Le ragioni dietro agli sgomberi e al progetto di demolizione non sono certo queste, né la presunta criminalità degli abitanti: per quanto ogni tanto i giornali descrivano il “racket” degli affitti abusivi delle baracche, difficilmente questi piccoli abusi oscurano il fatto che a pochi passi, la discendente del palazzinaro Armellini possiede milleduecento appartamenti, alcuni in affitto al comune, su cui non paga le tasse da dieci anni. Le ragioni sono ben altre, come spiega il comunicato: “Per le amministrazioni siamo un impiccio per gli affari del Porto Turistico, il cui patron è stato arrestato, ma il cui progetto di espansione sul nostro quartiere è tuttora il piano urbanistico vigente per la Foce del Tevere. Come se in questo momento storico Ostia abbia bisogno di altre costruzioni e demolizioni, pane per i denti delle mafie e dei corrotti”.
Il presidente Pd del municipio di Ostia, si è dimesso quando è stato provato che stava intercedendo sottobanco con il sindaco per sbloccare il “raddoppio” del Porto Turistico, maxi progetto appoggiato da (quasi) tutti i partiti che richiede la demolizione dell’Idroscalo. Le intercettazioni di Mafia Capitale hanno portato alla luce la trama, e in galera il corrotto, ma non certo alla sospensione del progetto urbanistico. Così a ogni nuova nomina di assessore, prefetto, commissario, gli abitanti sentono il fiato sul collo: ogni dichiarazione, ogni intervento pubblico, potrebbe essere un indizio per capire quale sarà il loro futuro.

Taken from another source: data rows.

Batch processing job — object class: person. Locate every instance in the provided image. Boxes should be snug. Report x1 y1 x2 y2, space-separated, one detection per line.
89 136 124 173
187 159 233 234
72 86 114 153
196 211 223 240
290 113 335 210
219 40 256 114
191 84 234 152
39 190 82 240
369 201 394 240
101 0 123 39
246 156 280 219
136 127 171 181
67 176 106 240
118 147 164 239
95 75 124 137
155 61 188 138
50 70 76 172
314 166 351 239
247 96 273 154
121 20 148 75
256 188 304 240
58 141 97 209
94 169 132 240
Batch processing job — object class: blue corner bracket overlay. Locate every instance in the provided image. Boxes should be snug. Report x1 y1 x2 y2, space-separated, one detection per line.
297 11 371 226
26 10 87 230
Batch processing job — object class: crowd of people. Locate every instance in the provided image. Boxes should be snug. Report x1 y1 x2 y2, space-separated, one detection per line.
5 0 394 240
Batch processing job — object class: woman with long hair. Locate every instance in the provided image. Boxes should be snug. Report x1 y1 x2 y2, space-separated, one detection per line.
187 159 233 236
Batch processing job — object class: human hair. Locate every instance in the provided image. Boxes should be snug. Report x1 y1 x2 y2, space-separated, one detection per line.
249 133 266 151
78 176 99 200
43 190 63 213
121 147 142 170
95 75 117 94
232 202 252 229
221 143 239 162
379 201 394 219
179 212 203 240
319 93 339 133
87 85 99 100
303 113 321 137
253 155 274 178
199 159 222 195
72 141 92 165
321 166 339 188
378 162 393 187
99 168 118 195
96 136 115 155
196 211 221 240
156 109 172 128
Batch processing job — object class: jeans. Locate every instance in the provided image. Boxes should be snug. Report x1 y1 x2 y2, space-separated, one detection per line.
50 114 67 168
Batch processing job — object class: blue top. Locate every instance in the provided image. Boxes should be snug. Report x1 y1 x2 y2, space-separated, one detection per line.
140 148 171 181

È lo stesso disprezzo che i politici democristiani manifestavano per gli abitanti delle periferie negli anni Sessanta, e che gli scrittori dell’epoca di Pasolini cercavano di contrastare, spesso disperatamente. Oggi però, chi cova quello stesso odio, ha sicuramente tutti i suoi libri sugli scaffali; e magari il 2 novembre andrà ad applaudire alla celebrazione della sua morte. Sicuramente, per loro, è meglio morto che vivo. (stefano portelli)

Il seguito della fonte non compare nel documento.